Re: [RFC v2 PATCH 0/4] speed up page allocation for __GFP_ZERO

From: David Hildenbrand <david@redhat.com>
To: Liang Li <liliang324@gmail.com>
Cc: Alexander Duyck <alexander.h.duyck@linux.intel.com>,
	Mel Gorman <mgorman@techsingularity.net>,
	Andrew Morton <akpm@linux-foundation.org>,
	Andrea Arcangeli <aarcange@redhat.com>,
	Dan Williams <dan.j.williams@intel.com>,
	"Michael S. Tsirkin" <mst@redhat.com>,
	Jason Wang <jasowang@redhat.com>,
	Dave Hansen <dave.hansen@intel.com>,
	Michal Hocko <mhocko@suse.com>,
	Liang Li <liliangleo@didiglobal.com>,
	linux-mm <linux-mm@kvack.org>,
	LKML <linux-kernel@vger.kernel.org>,
	virtualization@lists.linux-foundation.org
Subject: Re: [RFC v2 PATCH 0/4] speed up page allocation for __GFP_ZERO
Date: Tue, 5 Jan 2021 11:27:10 +0100	[thread overview]
Message-ID: <85f16139-b499-dd02-f2bc-c3c42d57ccd8@redhat.com> (raw)
In-Reply-To: <CA+2MQi9Qb5srEcx4qKNVWdphBGP0=HHV_h0hWghDMFKFmCOTMg@mail.gmail.com>

On 05.01.21 11:22, Liang Li wrote:
>>>> That‘s mostly already existing scheduling logic, no? (How many vms can I put onto a specific machine eventually)
>>>
>>> It depends on how the scheduling component is designed. Yes, you can put
>>> 10 VMs with 4C8G(4CPU, 8G RAM) on a host and 20 VMs with 2C4G on
>>> another one. But if one type of them, e.g. 4C8G are sold out, customers
>>> can't by more 4C8G VM while there are some free 2C4G VMs, the resource
>>> reserved for them can be provided as 4C8G VMs
>>>
>>
>> 1. You can, just the startup time will be a little slower? E.g., grow
>> pre-allocated 4G file to 8G.
>>
>> 2. Or let's be creative: teach QEMU to construct a single
>> RAMBlock/MemoryRegion out of multiple tmpfs files. Works as long as you
>> don't go crazy on different VM sizes / size differences.
>>
>> 3. In your example above, you can dynamically rebalance as VMs are
>> getting sold, to make sure you always have "big ones" lying around you
>> can shrink on demand.
>>
> Yes, we can always come up with some ways to make things work.
> it will make the developer of the upper layer component crazy :)

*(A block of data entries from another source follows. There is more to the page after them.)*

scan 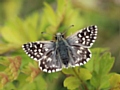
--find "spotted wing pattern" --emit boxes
[67,25,98,48]
[22,41,62,73]
[69,46,92,67]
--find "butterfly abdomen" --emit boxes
[58,40,69,67]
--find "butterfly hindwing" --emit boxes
[70,46,91,67]
[67,25,97,48]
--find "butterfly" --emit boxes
[22,25,98,73]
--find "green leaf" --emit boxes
[44,3,57,26]
[110,73,120,90]
[99,52,114,74]
[78,68,92,81]
[89,49,114,89]
[64,76,80,89]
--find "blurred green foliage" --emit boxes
[0,0,120,90]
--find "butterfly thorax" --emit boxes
[56,33,69,67]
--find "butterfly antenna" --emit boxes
[63,25,74,35]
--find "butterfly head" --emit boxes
[55,33,64,40]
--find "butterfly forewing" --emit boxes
[22,41,62,73]
[67,25,97,48]
[22,41,55,61]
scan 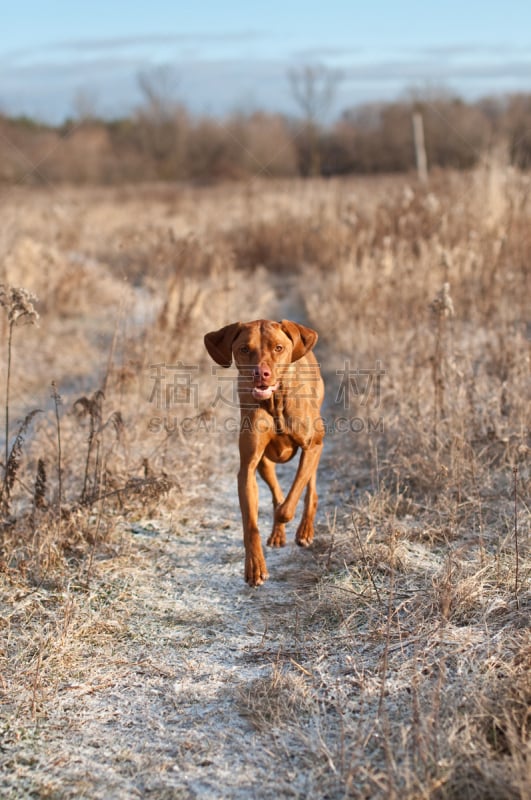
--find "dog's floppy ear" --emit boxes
[205,322,242,367]
[280,319,317,361]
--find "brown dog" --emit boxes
[205,320,324,586]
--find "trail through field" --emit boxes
[7,276,354,800]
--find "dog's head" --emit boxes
[205,319,317,401]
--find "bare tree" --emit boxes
[288,64,342,175]
[137,64,180,120]
[137,65,187,178]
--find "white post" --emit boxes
[413,111,428,183]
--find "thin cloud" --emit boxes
[2,30,267,64]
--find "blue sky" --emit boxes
[0,0,531,121]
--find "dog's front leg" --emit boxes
[238,433,268,586]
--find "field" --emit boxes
[0,163,531,800]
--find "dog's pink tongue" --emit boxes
[253,383,278,400]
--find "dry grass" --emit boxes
[0,165,531,800]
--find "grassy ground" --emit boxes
[0,165,531,800]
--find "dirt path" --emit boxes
[4,278,354,800]
[12,444,340,800]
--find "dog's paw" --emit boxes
[295,519,313,547]
[267,522,286,547]
[245,557,269,586]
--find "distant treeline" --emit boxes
[0,94,531,184]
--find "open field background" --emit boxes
[0,164,531,800]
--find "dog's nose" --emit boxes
[254,366,271,381]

I'd say that's life in upper layers to optimize special (!) use cases. :)

>>>
>>> You must know there are a lot of functions in the kernel which can
>>> be done in userspace. e.g. Some of the device emulations like APIC,
>>> vhost-net backend which has userspace implementation.   :)
>>> Bad or not depends on the benefits the solution brings.
>>> From the viewpoint of a user space application, the kernel should
>>> provide high performance memory management service. That's why
>>> I think it should be done in the kernel.
>>
>> As I expressed a couple of times already, I don't see why using
>> hugetlbfs and implementing some sort of pre-zeroing there isn't sufficient.
> 
> Did I miss something before? I thought you doubt the need for
> hugetlbfs free page pre zero out. Hugetlbfs is a good choice and is
> sufficient.

I remember even suggesting to focus on hugetlbfs during your KVM talk
when chatting. Maybe I was not clear before.

> 
>> We really don't *want* complicated things deep down in the mm core if
>> there are reasonable alternatives.
>>
> I understand your concern, we should have sufficient reason to add a new
> feature to the kernel. And for this one, it's most value is to make the
> application's life is easier. And implementing it in hugetlbfs can avoid
> adding more complexity to core MM.

Exactly, that's my point. Some people might still disagree with the
hugetlbfs approach, but there it's easier to add tunables without
affecting the overall system.

-- 
Thanks,

David / dhildenb